A história do boneco que sofreu preconceito dos outros brinquedos por ser preto me fez sentir emoções das mais bonitas. Eu amava tanto aquele livro, que tinha vontade de contar sua história para todo o mundo. Os anos corriam, e todas as vezes que o lia, mais entendia o significado daquilo que muitas vezes eu veria na escola, na rua, e até mesmo em casa. O senso de solidariedade e de justiça me veio cedo... Por isso este livro me marcou tanto. Nem sei se foi o primeiro, mas sem dúvida foi o que me fez amar os livros e as boas histórias. E uma das semanas mais bonitas que passei na escola, já como professora, foi quando li o livro com minha turma de crianças. Mais uma vez chorei, por toda a emoção que a história me fez lembrar.
Gostaria de dizer aqui que minha infância foi rodeada de livros com suas histórias fantásticas, mas não foi. Em minha casa mal se via os livros que era preciso comprar para a escola e o jornal de domingo. Entretanto, foram esses mesmos que me deram as pistas necessárias para o mundo que eu seguiria pelo resto da minha vida. Costumo dizer que foram os livros que me escolheram, que me chamaram. E como professora que sou, acredito que o estímulo da família contribua significativamente para a inclusão das crianças no universo literário, mas qualquer criança pobre, sem incentivo na família, é capaz de reconhecer a beleza da literatura, se apaixonar, tornar-se escritor ou simplesmente amante da leitura.

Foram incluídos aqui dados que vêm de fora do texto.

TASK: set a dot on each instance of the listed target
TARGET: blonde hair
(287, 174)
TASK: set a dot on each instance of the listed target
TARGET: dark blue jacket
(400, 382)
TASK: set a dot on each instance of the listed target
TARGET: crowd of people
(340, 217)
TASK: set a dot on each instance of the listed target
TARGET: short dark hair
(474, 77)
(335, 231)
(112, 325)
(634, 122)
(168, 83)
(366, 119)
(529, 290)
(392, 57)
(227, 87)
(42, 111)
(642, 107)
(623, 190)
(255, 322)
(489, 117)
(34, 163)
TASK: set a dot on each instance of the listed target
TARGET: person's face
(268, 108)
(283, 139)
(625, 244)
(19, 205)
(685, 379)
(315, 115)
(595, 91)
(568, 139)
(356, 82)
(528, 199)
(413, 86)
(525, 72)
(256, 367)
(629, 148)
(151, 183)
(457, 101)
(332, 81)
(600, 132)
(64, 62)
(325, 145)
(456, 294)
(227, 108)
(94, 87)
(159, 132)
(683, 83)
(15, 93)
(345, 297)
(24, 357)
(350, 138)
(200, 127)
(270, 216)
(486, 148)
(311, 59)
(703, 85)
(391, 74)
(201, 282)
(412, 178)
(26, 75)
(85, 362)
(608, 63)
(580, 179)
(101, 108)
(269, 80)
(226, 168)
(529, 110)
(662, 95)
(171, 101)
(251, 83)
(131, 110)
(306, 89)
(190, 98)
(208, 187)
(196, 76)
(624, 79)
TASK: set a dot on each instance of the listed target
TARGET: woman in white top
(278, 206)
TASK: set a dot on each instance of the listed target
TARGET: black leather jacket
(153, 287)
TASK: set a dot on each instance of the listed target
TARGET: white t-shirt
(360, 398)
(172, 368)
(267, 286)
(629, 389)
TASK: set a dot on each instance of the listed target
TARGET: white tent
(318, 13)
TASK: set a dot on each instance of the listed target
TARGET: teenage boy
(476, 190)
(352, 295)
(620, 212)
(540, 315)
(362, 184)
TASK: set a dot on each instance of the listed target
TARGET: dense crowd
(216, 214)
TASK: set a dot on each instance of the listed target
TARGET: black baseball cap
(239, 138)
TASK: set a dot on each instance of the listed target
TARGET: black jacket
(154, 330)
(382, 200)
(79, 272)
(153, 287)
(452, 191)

Depois do “Pretinho, meu boneco querido”, muitos outros vieram encantando e desencantando meu mundo, porque literatura é assim, descortina até aquilo que não queremos ver, mas que precisamos enxergar.
Sobre sua serventia, deixo Bartolomeu Campos Queiróz dizer:
“A literatura (arte) não é servil. Ela só existe em liberdade, e seu compromisso é para com a revelação.”
E desde então a literatura me faz revelações que eu jamais poderia imaginar, sobre mim e sobre o mundo, desde a magia das aventuras de Narizinho, os encantos e realidades dos poemas de Drummond até as histórias viscerais de Dostievski. É tudo isso que vai constituindo o que sou, e o que ainda serei.
PS. Ao menino-homem, muito obrigada por me convidar mais uma vez para sua festa. Adoro! Parabéns!